Step-by-step explanation:

To find the number of photons required to raise the temperature of 1.00 cm³ of flesh to 100°C and evaporate it using a carbon dioxide laser emitting infrared radiation with a wavelength of 10.6 μm, you can use the following steps:

Calculate the energy required to raise the temperature of 1.00 cm³ of flesh from its initial temperature to 100°C.

Calculate the energy required to vaporize the flesh at 100°C.

Find the total energy required.

Use the energy of a single photon at 10.6 μm to find the number of photons required.

Let's calculate it step by step:

Step 1: Calculate the energy required to raise the temperature.

The heat energy required to raise the temperature of a substance can be calculated using the formula:

Q = mcΔT

Where:

Q = heat energy (in Joules)

m = mass (in kg)

c = specific heat capacity (for water or flesh, which is close to water, it's about 4.18 J/g°C)

ΔT = change in temperature (in °C)

Converting the mass from cm³ to grams:

1 cm³ = 1 gram

So, 1.00 cm³ = 1.00 g

Now, we convert grams to kilograms:

1.00 g = 0.001 kg

ΔT = 100°C - initial temperature (assumed to be 0°C) = 100°C

Q = (0.001 kg) * (4.18 J/g°C) * (100°C) = 0.418 J

Step 2: Calculate the energy required to vaporize the flesh.

The energy required to vaporize 1 gram of water at 100°C is called the heat of vaporization and is approximately 2.25 x 10^6 J/kg.

So, for 1 gram (0.001 kg) of flesh:

Q_vaporization = (0.001 kg) * (2.25 x 10^6 J/kg) = 2250 J

Step 3: Find the total energy required.

Total energy required = Energy to raise temperature + Energy for vaporization

Total energy = 0.418 J + 2250 J = 2250.418 J

Step 4: Use the energy of a single photon to find the number of photons required.
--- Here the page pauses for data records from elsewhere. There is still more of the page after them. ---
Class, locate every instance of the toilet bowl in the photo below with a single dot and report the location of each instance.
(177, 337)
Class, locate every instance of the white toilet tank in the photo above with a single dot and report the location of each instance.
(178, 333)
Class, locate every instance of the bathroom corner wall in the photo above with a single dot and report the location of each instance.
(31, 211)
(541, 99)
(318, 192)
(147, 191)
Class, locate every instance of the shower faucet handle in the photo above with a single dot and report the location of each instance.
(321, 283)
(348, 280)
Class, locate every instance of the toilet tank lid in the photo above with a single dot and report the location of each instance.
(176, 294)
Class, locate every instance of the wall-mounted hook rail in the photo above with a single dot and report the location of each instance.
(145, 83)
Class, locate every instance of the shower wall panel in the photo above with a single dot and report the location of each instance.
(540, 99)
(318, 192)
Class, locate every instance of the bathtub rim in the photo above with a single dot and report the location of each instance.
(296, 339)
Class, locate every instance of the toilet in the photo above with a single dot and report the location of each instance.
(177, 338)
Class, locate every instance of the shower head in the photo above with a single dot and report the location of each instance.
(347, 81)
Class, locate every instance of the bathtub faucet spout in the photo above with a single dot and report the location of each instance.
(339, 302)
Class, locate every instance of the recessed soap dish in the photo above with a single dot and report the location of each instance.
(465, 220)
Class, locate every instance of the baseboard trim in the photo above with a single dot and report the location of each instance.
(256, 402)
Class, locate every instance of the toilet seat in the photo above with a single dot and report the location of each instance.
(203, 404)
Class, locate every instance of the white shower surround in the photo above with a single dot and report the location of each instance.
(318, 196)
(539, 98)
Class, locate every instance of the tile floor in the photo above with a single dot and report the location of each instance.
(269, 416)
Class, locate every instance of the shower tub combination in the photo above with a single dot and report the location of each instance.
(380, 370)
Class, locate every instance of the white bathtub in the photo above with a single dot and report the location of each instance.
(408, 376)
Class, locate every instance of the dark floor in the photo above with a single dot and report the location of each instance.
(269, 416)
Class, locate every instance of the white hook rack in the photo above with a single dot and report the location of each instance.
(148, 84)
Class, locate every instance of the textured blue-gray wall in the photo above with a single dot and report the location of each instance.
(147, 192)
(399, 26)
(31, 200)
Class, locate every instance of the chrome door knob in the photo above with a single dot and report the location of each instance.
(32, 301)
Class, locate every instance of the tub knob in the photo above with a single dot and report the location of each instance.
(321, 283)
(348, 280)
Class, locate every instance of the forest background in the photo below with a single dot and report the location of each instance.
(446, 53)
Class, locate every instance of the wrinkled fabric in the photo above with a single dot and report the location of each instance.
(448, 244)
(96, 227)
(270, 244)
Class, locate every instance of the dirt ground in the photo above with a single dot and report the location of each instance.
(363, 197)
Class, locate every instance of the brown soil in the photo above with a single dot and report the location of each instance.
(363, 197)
The energy of a single photon can be calculated using the formula:

E = hc/λ

Where:

E = energy of a photon (in Joules)

h = Planck's constant (6.626 x 10^-34 J·s)

c = speed of light (approximately 3.00 x 10^8 m/s)

λ = wavelength (in meters)

Convert the wavelength from micrometers to meters:

10.6 μm = 10.6 x 10^-6 m

Now, calculate the energy of a single photon:

E = (6.626 x 10^-34 J·s * 3.00 x 10^8 m/s) / (10.6 x 10^-6 m) = 1.877 x 10^-19 J

Finally, to find the number of photons required, divide the total energy by the energy of a single photon:

Number of photons = Total energy / Energy of a single photon

Number of photons = (2250.418 J) / (1.877 x 10^-19 J/photon)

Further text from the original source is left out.